Yay! What fun there was that day in Lochov, a charming little village not far from Prague. On the fifteenth of September 1930, six of the residents had met up in the pub. Three of them were bricklayers, and the others were the miller, the barber and the blacksmith. Once they’d settled down to their drinks, it occurred to them they might have a bit of fun, liven things up, so to speak.

On the other side of the pub, there was a hurdy-gurdy man who was – forgive the expression – so pissed that he didn’t know what year it was, let alone what day of the week. He was lying flat-out on the floor by the wall and wouldn’t have stirred a muscle even if a cannon had gone off right over his head. Alcohol had got the better of him, the beer had won out, drink held him firmly in its grip.

What occurred to the six drinking companions was that a funeral for the hurdy-gurdy man would be just the thing. And the landlady was all for it too; she lent them a table and a tablecloth, the blacksmith putting the latter round his shoulders to look like the priest. They placed the hurdy-gurdy man on the table, the three bricklayers lifted it on to their shoulders, and they shuffled out of the pub.
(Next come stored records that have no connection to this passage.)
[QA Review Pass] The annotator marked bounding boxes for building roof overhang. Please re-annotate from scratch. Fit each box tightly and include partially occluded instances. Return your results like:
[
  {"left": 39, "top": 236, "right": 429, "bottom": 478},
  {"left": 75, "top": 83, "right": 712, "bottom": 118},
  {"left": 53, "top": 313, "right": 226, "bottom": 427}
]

The blacksmith walked behind the deceased, holding some scraps of paper and mumbling Latin words as if he were reciting the funeral rites. The miller was playing a funeral march on his accordion. And off they went over the village green.

People – boggle-eyed – came spilling out of their cottages, and in no time there was a crowd of youngsters and children accompanying the dear deceased and making a merry din. The older villagers, too, said they couldn’t remember such fun. Some of them were doubled-up with laughter.

But, as they say, you can’t please all of the people all of the time. Some of them were scandalised at the sight of such depravity and dissipation. It wasn’t right. It was the road to ruin. A fine example for the youngsters. And one of them went straight off to the authorities.


The six drinking companions and the landlady were charged with sacrilege on account of publicly making fun of the teachings, customs and decrees of the Roman Catholic Church or, at least, of disrespecting the same. At the end of the hearing, His Honour Dr Masák sentenced all seven of them to fourteen days in jail. The prosecutor was Dr Stibral.